A bien des égards, le rapport de Jean-Louis Borloo s’oppose donc au discours d’Emmanuel Macron à Tourcoing : dramatisation des difficultés des quartiers vs célébration de leurs ressources ; appel à la mobilisation de moyens exceptionnels de l’État vs critique de la dépense publique et affirmation de la supériorité des mécanismes de marché ; déclinaison descendante de programmes nationaux vs approche bottom-up appuyée sur les initiatives locales… Il est dès lors très improbable que le plan Borloo soit repris par l’exécutif, tout comme il est improbable que celui-ci prenne le risque politique de ne lui donner aucune suite. Plus sûrement, Emmanuel Macron et son gouvernement iront piocher dans le catalogue quelques mesures symboliques, sans doute parmi celles qui sont les moins couteuses pour le budget de l’État, parce qu’appuyées sur la captation de ressources d’autres institutions publiques ou paritaires. S’il procède ainsi, l’exécutif serait bien inspiré d’examiner le programme 18, qui propose la mise en place d’une Cour d’équité territoriale chargée de faire la transparence sur l’allocation territoriale des ressources humaines et financières des institutions publiques et de sanctionner les responsables d’administrations qui ne respecteraient pas des objectifs d’équité dans la répartition de leurs moyens. Car même si elle était expurgée de son volet judiciaire, cette proposition – qui est la seule du rapport à ne pas faire appel à des moyens supplémentaires – parait bien plus à même de changer la donne que tous les « plan Marshall » pour les banlieues (ou tous les plans Borloo !).

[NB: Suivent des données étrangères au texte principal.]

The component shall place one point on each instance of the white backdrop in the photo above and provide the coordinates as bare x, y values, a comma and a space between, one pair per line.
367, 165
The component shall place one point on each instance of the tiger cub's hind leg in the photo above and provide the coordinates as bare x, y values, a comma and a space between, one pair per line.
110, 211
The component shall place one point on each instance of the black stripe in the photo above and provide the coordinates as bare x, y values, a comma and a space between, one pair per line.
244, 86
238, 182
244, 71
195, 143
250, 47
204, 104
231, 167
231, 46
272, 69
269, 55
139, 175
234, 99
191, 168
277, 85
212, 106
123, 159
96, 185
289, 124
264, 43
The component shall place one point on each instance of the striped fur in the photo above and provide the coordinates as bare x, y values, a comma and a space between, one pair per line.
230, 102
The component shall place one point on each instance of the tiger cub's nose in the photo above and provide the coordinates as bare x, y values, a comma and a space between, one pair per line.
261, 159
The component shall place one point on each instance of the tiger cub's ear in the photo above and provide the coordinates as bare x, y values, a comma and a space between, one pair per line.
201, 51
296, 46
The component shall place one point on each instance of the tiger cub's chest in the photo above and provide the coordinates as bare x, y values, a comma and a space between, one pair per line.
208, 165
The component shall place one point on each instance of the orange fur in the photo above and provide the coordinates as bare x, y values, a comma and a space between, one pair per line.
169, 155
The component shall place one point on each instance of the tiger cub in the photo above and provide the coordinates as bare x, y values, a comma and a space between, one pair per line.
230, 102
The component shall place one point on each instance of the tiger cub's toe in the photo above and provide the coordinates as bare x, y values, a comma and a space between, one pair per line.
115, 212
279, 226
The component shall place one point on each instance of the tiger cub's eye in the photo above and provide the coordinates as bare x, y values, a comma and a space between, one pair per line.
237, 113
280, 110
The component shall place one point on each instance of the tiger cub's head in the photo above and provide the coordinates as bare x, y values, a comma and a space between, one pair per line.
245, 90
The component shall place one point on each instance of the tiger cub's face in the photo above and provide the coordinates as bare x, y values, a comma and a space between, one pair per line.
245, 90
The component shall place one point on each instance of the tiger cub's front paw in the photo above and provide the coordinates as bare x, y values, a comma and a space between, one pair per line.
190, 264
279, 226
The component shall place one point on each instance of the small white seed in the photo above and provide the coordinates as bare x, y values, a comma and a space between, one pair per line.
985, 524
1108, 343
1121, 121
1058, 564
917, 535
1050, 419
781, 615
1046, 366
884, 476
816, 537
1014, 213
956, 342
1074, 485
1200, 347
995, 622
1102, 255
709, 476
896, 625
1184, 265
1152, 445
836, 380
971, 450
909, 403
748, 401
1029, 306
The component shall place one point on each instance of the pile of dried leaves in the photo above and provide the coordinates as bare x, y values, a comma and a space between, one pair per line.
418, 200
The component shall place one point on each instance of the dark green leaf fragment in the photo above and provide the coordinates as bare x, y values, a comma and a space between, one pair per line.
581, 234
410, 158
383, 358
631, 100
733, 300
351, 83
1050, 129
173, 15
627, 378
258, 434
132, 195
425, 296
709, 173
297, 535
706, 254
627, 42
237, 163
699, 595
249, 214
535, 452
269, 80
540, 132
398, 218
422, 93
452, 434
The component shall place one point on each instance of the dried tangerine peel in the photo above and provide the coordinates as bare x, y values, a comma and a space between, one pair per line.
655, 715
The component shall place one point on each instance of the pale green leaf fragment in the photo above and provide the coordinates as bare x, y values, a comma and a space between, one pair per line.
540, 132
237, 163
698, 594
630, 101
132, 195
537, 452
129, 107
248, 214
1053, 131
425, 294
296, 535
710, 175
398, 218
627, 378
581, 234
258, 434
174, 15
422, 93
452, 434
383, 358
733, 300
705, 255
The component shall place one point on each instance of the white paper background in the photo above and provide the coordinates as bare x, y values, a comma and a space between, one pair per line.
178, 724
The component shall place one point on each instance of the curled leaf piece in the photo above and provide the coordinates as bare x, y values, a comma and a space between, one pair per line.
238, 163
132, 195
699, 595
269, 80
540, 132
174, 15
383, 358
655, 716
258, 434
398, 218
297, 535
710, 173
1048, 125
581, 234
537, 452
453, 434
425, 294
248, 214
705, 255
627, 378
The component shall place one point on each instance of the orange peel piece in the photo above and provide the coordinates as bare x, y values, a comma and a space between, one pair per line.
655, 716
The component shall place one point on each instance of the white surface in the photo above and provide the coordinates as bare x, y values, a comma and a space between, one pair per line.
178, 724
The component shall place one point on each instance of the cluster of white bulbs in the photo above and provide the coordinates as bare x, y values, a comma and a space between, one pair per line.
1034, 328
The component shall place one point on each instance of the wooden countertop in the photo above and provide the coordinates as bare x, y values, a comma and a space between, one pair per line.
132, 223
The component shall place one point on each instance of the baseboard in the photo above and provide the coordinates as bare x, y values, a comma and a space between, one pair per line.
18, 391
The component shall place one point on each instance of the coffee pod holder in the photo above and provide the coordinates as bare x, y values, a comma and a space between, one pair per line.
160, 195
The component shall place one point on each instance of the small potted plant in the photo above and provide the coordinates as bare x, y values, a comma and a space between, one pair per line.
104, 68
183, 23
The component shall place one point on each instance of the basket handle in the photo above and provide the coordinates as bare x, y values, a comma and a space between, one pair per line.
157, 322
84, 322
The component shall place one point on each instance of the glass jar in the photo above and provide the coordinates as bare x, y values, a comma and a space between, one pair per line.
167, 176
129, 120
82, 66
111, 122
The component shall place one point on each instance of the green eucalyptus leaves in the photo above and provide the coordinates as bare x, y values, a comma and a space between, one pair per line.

Depuis 40 ans qu’elle existe, la politique de la ville n’a jamais mobilisé plus d’1% du budget de l’Etat, et elle a été sans prise sur les autres politiques auxquelles sont consacrés les 99% restants dont la répartition entre territoires demeure totalement opaque. Cette opacité entretenue n’est pas sans conséquences sur l’action et le débat publics, contribuant tout à la fois au maintien d’un traitement inéquitable des quartiers populaires des banlieues et à leur mise en opposition avec d’autres territoires populaires par des entrepreneurs politiques à l’agenda trouble. A cet égard, la création d’une institution chargée de géolocaliser les budgets publics et d’organiser la transparence sur la répartition territoriale des ressources humaines et financières de l’État marquerait une rupture de grande ampleur dans le fonctionnement du système administratif français et la structuration du débat démocratique, d’autant plus si elle s’inscrit dans une politique d’ouverture des données qui permettrait aux citoyens, aux élus locaux, aux associations et aux chercheurs de se saisir de ces données.